Low-Resource Machine Translation with Different Granularity Image Features
Published:
Please cite:
@inproceedings{turghun24_lrlmt_cv,
title={Low-Resource Machine Translation with Different Granularity Image Features},
author={Turghun Tayir, Lin Li, Mieradilijiang Maimaiti, and Yusnur Muhtar},
journal={Conference: Chinese Conference on Pattern Recognition and Computer Vision (PRCV)},
year={2024},
}
Abstract
Visual content improves the alignments in the language latent spaces since the physical visual sensation is similar for people speaking different languages. Therefore, some researchers have recently proposed an unsupervised multimodal machine translation (UMMT) method for low-resource settings, which leverages images as pseudo-pivots to facilitate latent space alignment.
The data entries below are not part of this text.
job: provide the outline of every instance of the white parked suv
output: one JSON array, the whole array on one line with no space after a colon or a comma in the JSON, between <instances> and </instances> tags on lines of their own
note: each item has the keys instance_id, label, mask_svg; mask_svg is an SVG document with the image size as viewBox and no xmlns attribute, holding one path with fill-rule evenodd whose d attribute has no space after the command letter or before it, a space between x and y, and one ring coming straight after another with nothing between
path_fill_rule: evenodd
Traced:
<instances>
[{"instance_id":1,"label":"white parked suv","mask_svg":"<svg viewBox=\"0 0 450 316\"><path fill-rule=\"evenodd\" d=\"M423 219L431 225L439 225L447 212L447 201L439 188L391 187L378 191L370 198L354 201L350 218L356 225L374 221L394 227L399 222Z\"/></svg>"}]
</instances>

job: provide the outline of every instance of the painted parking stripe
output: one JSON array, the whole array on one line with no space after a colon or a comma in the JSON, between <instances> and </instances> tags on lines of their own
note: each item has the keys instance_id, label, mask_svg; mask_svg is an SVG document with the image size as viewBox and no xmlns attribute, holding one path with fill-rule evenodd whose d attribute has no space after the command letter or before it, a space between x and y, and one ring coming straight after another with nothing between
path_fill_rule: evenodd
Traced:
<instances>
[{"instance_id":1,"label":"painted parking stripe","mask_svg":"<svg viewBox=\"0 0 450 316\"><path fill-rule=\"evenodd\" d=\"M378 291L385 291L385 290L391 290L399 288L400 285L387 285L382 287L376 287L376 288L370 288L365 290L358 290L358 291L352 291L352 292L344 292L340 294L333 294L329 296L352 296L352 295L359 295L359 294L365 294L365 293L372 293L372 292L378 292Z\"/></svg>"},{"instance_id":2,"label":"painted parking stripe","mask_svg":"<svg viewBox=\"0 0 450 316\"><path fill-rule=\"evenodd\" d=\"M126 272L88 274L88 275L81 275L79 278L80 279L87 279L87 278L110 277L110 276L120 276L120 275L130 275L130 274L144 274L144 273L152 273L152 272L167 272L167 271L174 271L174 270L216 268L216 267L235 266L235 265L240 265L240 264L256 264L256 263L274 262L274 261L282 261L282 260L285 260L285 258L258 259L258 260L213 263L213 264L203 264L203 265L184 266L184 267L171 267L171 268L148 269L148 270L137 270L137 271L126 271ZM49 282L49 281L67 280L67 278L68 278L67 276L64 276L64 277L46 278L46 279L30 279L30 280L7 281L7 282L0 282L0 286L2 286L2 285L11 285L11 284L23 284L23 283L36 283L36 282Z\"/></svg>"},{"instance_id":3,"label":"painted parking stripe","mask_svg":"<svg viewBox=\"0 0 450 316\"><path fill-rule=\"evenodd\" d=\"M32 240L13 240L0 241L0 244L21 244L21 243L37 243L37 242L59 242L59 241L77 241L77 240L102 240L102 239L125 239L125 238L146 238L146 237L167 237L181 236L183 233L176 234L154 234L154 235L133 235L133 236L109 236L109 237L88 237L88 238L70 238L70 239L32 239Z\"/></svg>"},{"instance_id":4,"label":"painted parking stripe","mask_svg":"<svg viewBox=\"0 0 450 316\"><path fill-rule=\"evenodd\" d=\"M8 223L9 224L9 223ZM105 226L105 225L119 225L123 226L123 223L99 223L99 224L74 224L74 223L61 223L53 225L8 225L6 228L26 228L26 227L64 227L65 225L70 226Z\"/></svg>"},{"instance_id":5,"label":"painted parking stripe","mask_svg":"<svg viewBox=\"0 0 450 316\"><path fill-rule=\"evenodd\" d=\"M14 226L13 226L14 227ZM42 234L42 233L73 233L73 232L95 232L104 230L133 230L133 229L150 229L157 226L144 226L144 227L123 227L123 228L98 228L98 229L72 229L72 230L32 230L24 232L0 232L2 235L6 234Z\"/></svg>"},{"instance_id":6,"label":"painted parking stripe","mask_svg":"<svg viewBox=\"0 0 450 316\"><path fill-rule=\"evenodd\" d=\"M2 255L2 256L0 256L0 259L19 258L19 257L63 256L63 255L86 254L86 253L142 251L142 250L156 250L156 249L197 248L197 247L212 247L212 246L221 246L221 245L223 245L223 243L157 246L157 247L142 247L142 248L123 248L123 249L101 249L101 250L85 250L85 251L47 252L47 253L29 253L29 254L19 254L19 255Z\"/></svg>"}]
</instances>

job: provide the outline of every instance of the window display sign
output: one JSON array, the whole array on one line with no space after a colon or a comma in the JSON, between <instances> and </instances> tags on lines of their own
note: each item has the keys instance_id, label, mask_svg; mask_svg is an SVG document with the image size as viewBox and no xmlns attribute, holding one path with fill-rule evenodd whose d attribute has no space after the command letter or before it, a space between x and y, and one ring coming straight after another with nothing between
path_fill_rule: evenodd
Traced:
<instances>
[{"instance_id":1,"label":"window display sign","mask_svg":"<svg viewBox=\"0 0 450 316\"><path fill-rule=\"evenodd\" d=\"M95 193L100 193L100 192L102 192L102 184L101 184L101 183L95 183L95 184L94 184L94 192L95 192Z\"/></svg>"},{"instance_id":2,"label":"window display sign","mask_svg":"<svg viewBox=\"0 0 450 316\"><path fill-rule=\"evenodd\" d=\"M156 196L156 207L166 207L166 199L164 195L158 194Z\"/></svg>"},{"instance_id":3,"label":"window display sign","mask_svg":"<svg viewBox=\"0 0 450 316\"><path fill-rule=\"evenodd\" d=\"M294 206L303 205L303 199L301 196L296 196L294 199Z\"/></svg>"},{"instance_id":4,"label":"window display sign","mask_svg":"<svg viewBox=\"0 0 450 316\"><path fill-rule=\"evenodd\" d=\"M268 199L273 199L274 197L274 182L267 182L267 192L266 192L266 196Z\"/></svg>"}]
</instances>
However, they only consider region or grid image features in high-resource close language pairs (CLP), e.g., English-German (En-De) and English-French (En-Fr), which ignores the effect of applying more informative features to UMMT in low-resource distant language pairs (DLP), e.g., Chinese-Uyghur (Zh-Uy) and English-Uyghur (En-Uy). In this paper, we exploit a pre-training language model and a UMMT model with different granularity of image features and study the influence of image features on DLP and CLP translation. The experimental results on the CLP dataset Multi30k and the DLP dataset Multi30K-Zh-Uy show that the proposed approach has significantly improved over the state-of-the-art methods. The code is available at https://github.com/Turghuns/UMMT-DGIF.